Participating in the act does not include charting a patient's first request to services.
Access to Care Policies. Hospitals must submit to DOH their policies regarding access to end-of-life care and the act. DOH must post the policies on its website, and by November 1, 2023, DOH must develop an additional form for hospitals to use to provide the public with information about which end of life services are and are not available at each hospital. Hospitals must submit the completed form to DOH within 60 days of the form being provided.
Agencies and facilities providing hospice services must submit to DOH their policies regarding access to end-of-life care, and include information for the public about which end of life services are and are not available at each hospice. A copy of the policies must by posted to the hospice's website. A hospice must submit changes to any of the policies to DOH within 30 days of the hospice's approval of the change.

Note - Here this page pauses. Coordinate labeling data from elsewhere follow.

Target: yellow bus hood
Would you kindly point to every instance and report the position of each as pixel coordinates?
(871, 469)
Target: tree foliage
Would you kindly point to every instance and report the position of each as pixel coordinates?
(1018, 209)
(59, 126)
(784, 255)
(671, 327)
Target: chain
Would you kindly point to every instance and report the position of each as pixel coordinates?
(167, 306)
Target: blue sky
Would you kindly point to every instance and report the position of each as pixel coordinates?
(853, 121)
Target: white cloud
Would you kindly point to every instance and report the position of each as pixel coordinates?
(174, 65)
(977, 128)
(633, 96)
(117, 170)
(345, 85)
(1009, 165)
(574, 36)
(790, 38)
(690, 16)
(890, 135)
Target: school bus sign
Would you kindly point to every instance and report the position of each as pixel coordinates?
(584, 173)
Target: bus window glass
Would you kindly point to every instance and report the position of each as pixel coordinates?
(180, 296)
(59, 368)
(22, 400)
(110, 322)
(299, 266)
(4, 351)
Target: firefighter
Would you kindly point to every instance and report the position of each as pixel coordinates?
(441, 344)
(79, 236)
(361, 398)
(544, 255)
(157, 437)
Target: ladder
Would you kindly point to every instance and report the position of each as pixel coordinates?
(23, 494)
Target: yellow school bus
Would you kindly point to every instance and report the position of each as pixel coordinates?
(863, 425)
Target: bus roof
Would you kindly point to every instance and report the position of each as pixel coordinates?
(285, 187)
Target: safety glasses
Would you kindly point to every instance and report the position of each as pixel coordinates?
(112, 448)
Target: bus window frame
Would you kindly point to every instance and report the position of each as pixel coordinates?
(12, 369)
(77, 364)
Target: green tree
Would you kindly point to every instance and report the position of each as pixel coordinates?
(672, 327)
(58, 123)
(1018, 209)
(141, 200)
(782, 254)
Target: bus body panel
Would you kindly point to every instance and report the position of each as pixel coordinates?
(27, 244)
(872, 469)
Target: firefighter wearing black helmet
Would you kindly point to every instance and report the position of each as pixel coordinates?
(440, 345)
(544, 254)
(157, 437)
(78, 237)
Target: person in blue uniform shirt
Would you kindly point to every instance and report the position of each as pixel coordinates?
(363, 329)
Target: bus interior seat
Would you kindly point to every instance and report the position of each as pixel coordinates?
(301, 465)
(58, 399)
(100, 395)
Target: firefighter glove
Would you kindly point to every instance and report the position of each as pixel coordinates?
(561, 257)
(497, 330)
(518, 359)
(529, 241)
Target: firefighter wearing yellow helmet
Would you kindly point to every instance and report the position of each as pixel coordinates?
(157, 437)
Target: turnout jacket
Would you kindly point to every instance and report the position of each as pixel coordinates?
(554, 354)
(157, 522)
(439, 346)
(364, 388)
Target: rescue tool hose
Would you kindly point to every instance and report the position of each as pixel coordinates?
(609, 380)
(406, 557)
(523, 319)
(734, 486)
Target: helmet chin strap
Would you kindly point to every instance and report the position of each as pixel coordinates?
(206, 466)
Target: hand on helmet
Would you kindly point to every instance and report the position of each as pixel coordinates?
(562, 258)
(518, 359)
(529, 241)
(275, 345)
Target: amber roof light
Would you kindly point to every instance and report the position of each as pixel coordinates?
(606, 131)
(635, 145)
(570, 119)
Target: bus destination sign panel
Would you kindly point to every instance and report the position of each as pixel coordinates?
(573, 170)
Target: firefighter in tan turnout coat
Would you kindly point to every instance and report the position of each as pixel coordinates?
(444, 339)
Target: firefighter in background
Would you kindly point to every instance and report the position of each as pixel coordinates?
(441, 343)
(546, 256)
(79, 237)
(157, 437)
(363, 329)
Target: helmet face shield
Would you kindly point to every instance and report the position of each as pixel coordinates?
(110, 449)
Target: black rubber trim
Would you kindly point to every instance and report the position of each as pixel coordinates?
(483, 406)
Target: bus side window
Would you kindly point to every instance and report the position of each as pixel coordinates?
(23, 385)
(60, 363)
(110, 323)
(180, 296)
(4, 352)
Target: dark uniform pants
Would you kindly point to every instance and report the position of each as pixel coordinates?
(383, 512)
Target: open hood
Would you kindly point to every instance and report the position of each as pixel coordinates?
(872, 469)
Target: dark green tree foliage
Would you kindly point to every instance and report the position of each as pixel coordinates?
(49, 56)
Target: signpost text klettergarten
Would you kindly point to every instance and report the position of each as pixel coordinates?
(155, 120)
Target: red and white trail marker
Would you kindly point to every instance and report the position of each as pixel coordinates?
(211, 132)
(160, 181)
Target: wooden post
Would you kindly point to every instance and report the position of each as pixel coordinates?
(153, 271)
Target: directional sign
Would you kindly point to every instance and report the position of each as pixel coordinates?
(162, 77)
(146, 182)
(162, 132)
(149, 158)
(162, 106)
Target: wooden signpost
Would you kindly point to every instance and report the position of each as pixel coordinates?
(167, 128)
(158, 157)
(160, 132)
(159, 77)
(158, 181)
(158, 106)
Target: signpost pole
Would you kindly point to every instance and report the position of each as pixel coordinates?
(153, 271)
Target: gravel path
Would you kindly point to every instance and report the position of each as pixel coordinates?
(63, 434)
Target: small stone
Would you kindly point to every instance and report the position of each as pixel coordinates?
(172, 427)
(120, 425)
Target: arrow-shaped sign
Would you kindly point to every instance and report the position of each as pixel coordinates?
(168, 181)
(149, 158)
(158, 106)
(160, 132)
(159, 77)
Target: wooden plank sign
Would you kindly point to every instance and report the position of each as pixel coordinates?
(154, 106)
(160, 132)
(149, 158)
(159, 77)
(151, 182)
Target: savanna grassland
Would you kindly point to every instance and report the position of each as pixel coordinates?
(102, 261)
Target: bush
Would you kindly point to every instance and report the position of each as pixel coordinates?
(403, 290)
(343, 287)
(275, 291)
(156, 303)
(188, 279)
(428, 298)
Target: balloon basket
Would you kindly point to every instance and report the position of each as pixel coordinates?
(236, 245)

The committee recommended a different version of the bill than what was heard. PRO: There are deeply held beliefs on both sides of the issue and the voters made a judgement. The only people who qualify for this act are terminally ill. This is not assisted suicide; this is an end of life choice. Medical aid in dying is a part of the discussion. This will assist patients who are interested in this option at the end of their lives and allow people to not need to suffer needlessly at the end of their life. The necessary changes that are being asked for in this bill will ensure quality healthcare to Washington citizens and eliminate barriers established by the act. There are long waiting times and limited consultation options in the current law. There are significant difficulties to finding participating physicians and pharmacies. The exclusion of advanced registered nurse practitioners from participating in the act is a big challenge especially in rural areas. Nurse practitioners might have been the only healthcare provider people they have had for years. After supporting patients for their whole life, the nurse practitioners now can’t support them in the end. This bill considers the concerns that people have raised as people can’t access this law due to who and where they receive care. Also, there is no way to access the information to move forward and it is important to have language requiring for the policies to be available. Currently, it is just many phone calls and phone trees with little access to information even though information is most critical to making this decision. This policy should be available to those who need and want it.
CON: This bill does more harm than good. It normalizes suicides, removes the safeguards that were put in by the original law to protect critical patients, and relabels the safeguards against abuse as barriers. The waiting period allows people the time to change their mind and this bill cuts the time in half. The terminally ill have declining decision capacity, which gives them impaired capacity to make the decision to end their life. Vulnerable patients might make rash decisions and a bad day could be their last day. The expansion in this bill puts veterans, those in the military, and first responders at additional risk. We should be providing more hospice and palliative care, focusing on having more adequately trained people, and expanding access to our rural and Spanish-speaking areas. Currently, medical professionals with less training are not adequately equipped to care for certain patients. Let alone, they should not be making determinations about a patient's life expectancies. This bill will increase assisted suicides and worsen the existing law. Access to lethal drugs have already expanded dramatically. Allowing these drugs to be delivered by mail and messenger makes it more likely to be given to someone without their consent, to be taken by another person, or to be a part of the drug trafficking problem that currently exists. It is more likely that the caregiver and not the patient, who claims there are barriers to accessing end of life care. This act is supposed to protect patients from coercion and abuse from their caregivers.